Diego sat back, satisfied at the scene he’d just created.  All his theatrics had served the dual purpose of rattling De Soto and freeing Victoria, who had slowly backed away from the bars, forgotten in the ensuing confusion.  She’d slipped unnoticed through the door to the Alcalde’s office, clearly intent on leaving the cuartel while everyone was otherwise engaged in dealing with the suddenly violent Diego.  In the next second, she had disappeared like smoke.

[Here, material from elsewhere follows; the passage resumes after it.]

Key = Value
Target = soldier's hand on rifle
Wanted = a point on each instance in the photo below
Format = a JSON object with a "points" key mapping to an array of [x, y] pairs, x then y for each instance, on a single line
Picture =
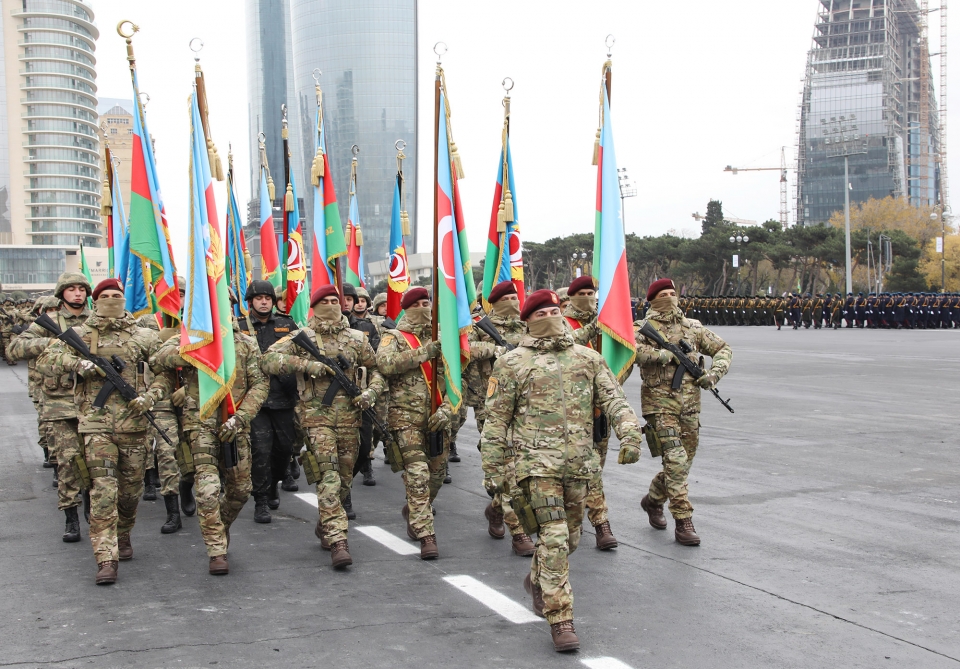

Diego understood that he had just given her the necessary time to search for the missing bullet that he alone knew existed.  Meanwhile, he could count on Felipe to outwit the lancers surrounding the de la Vega hacienda to join Victoria, maybe even to get a second message to their lawyer.

Diego’s smile broadened.  Though he was incarcerated and bound and slated to hang, he’d just sent De Soto a stinging slap of defiance, hadn’t needed Zorro to do it, and Victoria loved him.  Life was perfect.